ROS Package bob_moondream

This ROS 2 package provides a node that serves as a wrapper for the vikhyatk/moondream2, a small but powerful vision-language model (VLM). The bob_moondream node subscribes to a raw image topic and exposes a flexible ROS 2 interface for various visual reasoning and perception tasks.

The node loads the model into memory upon startup and processes the latest received image when a service is called or a prompt is published on a topic. It can perform image captioning, answer visual questions, detect objects based on a text description, and locate the center point of an object based on a textual description. It can also publish detection results and an annotated video feed for visualization.

Overview

Real-Time Diagram ROS Services String Topics

Model Loading

On the first launch, the node will automatically download the model weights from the Hugging Face Hub and save them to a local cache directory. This process requires an internet connection and may take a few minutes depending on your network speed. The total download size is approximately 3-4 GB.

The download location is determined by the cache_dir parameter, which defaults to a models folder inside the directory where the node is launched.

When loaded onto a GPU (the default behavior), the model consumes approximately 4 GB of VRAM. Ensure your GPU has sufficient memory available.
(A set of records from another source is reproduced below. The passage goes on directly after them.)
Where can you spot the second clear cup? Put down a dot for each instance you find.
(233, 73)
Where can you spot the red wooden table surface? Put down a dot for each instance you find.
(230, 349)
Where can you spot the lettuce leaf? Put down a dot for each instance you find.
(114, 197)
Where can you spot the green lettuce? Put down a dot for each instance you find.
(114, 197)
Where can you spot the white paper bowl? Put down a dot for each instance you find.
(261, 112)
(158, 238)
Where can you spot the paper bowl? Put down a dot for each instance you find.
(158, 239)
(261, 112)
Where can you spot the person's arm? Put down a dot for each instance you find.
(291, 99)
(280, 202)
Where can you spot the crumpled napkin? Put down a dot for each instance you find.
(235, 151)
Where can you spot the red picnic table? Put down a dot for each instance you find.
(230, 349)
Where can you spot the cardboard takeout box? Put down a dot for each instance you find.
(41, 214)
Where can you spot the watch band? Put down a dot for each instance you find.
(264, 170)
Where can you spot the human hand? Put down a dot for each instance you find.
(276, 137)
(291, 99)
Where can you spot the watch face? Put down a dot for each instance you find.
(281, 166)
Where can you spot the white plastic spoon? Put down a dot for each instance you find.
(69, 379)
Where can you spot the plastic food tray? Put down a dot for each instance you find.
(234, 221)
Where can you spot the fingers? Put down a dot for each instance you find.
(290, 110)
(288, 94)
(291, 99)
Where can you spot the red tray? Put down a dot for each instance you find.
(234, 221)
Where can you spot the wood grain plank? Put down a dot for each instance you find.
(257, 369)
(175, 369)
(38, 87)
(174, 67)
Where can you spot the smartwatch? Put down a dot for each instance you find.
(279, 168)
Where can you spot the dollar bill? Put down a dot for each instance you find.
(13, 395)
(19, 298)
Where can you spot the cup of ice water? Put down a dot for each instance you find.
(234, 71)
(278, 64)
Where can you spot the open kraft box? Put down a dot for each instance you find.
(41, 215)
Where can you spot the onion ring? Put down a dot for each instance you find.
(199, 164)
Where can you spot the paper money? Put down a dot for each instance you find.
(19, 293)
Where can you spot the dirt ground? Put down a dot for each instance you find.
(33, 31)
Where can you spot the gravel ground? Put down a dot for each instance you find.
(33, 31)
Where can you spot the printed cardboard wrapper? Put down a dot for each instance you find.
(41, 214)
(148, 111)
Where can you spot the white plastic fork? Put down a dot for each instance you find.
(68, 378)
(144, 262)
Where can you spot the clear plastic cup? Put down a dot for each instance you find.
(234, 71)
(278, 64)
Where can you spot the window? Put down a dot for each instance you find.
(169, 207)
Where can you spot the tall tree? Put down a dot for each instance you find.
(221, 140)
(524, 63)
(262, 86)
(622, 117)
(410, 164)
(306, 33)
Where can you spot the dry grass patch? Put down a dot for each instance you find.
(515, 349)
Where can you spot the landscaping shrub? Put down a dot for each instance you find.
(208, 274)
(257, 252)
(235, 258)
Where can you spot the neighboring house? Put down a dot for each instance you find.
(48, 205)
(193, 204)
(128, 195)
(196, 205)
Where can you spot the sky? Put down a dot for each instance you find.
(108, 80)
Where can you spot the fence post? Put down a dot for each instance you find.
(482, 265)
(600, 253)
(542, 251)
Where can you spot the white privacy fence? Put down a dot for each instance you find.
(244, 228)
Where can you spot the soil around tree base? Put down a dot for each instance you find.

Subsequent launches of the node will be much faster, as the model will be loaded directly from this local cache, allowing for offline operation after the initial download.

Dependencies

ROS 2 Dependencies

This package depends on several standard ROS 2 message packages and a custom message package. Ensure they are available in your ROS 2 workspace.

  • std_msgs

  • sensor_msgs

  • vision_msgs

  • bob_moondream_msgs: This custom service message package must be located and built within the same workspace as bob_moondream.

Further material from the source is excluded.